Interrogations sur la vaccination [Vaccins #1]

Vaccination des nourrissons : questionnements d'un jeune papaJe suis conscient que le débat pro-vaccination VS anti-vaccination est houleux. Il me semble cristalliser les tensions qui existent entre deux visions de la médecine. Alors je précise tout de suite que je suis dans un entre-deux : je ne suis pas contre la vaccination, je suis POUR la vaccination, MAIS sous certaines conditions.

Je ne suis pas pour des injections à 5 ou 11 vaccins d’un coup, car il me semble que ça fait beaucoup pour les systèmes immunitaires immatures des enfants et que l’on manque d’études scientifiques sur l’innocuité des vaccins (notamment pas de tests en double aveugle avant mise sur le marché, car ils ne sont pas considérés comme de « vrais » médicaments), ainsi que sur l’innocuité de leurs adjuvants, particulièrement les sels d’aluminium et d’autres excipients potentiellement allergisants (thiomersal/thimérosal, etc.). En effet, ils sont suspectés de favoriser l’apparition d’autisme, de nombreux témoignages indiquant un changement brutal de développement du nourrisson après vaccination (notamment le ROR).

D’ailleurs, au sujet du ROR, il existe un documentaire appelé Vaxxed qui relate un certain nombre de faits aux USA. Mais ce docu a été accusé de déformer les faits. Je vous laisse juge de tout ça. Vaxxed est introuvable sur YouTube, si vous voulez le voir, écrivez-moi, je vous enverrai le lien.

 

Questionnements au sujet de la vaccination

Bref. Tout cela suscite donc un certain nombre de questions :

  • Pourquoi ne les trouve-t-on plus à l’unité ? On devrait avoir le choix entre vaccination un à un et vaccination groupée. C’est à se demander s’il y a des labos pharmaceutiques qui sont amis avec les gouvernants et ont trouvé là un moyen d’écouler leurs stocks ? Ou alors des gouvernants qui auraient des intérêts chez les labos pharmaceutiques ?
  • Et pourquoi les vaccins ne sont-ils pas testés comme des médicaments ordinaires ? Ils ne sont pas considérés comme des vrais médicaments, donc il n’y a pas de tests en double aveugle. Ils ont pourtant un effet notoire sur la santé des gens…
  • Pourquoi ne dispose-t-on d’aucune donnée publique sur les effets indésirables des vaccins ?
  • Pourquoi imposer de faire ces vaccins si jeune, à des enfants dont le système immunitaire est immature ? Y a-t-il une réelle différence entre 2 mois et 6 mois ? Entre 6 mois et 18 ou 24 mois ?
  • Au nom de quoi interdire l’entrée à la crèche ou à l’école, si les autres enfants sont vaccinés ? S’ils sont vaccinés, ils ne devraient pas craindre le contact avec un enfant non-vacciné ? À moins que les vaccins ne soient pas 100% efficaces ? À titre personnel, j’ai été vacciné contre la fièvre typhoïde, mais je l’ai quand même attrapée…
  • Le principe même de « priver d’école » me hérisse le poil : le droit à l’éducation me semble inaliénable. D’autant que la Constitution stipule qu’on ne peut forcer un individu à des actes médicaux.
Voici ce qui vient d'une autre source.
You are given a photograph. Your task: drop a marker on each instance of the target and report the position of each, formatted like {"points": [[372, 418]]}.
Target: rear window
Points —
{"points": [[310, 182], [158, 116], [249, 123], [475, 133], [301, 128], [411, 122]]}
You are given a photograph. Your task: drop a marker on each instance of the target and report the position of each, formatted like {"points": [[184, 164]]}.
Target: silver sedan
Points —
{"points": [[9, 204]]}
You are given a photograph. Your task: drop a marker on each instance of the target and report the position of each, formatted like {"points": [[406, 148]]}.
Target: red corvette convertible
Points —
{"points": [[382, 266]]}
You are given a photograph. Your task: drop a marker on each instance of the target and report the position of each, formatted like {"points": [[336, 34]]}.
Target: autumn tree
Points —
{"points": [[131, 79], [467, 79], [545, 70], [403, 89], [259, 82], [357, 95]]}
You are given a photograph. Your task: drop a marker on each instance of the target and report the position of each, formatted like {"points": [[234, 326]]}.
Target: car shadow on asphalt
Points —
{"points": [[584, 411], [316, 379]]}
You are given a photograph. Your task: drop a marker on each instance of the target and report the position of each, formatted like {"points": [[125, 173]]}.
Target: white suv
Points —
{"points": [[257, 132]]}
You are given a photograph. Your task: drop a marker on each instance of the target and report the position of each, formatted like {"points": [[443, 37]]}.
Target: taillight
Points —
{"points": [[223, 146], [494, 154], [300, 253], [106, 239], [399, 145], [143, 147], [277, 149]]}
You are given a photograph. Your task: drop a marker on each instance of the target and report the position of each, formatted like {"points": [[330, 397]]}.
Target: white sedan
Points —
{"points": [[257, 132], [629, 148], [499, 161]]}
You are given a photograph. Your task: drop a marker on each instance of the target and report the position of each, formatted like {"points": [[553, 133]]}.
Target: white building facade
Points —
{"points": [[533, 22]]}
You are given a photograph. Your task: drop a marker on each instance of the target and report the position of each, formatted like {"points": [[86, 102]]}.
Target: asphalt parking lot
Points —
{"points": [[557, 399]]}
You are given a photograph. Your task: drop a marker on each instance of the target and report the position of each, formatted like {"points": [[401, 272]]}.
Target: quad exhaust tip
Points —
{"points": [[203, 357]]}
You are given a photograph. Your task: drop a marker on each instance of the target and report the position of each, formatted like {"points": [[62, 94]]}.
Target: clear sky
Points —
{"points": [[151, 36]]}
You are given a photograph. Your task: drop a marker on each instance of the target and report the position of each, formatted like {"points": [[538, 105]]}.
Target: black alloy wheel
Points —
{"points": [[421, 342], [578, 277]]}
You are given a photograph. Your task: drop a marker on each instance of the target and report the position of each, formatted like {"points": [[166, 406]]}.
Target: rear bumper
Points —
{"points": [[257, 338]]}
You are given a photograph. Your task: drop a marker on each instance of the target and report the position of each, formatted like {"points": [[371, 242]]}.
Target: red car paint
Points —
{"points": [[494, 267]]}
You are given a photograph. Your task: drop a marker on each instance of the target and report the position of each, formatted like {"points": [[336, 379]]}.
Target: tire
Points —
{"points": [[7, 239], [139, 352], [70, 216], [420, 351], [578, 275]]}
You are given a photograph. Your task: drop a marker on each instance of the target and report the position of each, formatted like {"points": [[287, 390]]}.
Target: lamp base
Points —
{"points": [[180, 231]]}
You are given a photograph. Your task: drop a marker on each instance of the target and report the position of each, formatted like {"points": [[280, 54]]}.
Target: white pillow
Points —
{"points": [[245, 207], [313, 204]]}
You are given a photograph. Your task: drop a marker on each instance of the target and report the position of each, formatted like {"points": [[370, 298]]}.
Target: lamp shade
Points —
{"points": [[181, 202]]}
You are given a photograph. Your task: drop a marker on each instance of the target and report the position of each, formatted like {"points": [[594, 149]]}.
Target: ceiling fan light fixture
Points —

Dans le fond, ma principale interrogation est la suivante :

  • Est-ce qu’il y a plus de risques à vacciner son enfant (allergies, autisme, faiblesse du système immunitaire, problèmes de santé divers et aujourd’hui encore inconnus ou non-identifiés…) plutôt qu’à ne pas le faire vacciner (risque faible en France de contracter ces maladies) ?

 

Quelles décisions prendre par rapport à la vaccination ?

Bon, à un moment, je m’étais dit que j’allais faire un faux dans le carnet de santé de mon fils (avec PhotoShop). Mais si un jour, il attrape l’une de ces maladies et que je dois l’emmener à l’hôpital, ils ne s’orienteront pas vers cette maladie si le carnet de santé indique qu’il est vacciné.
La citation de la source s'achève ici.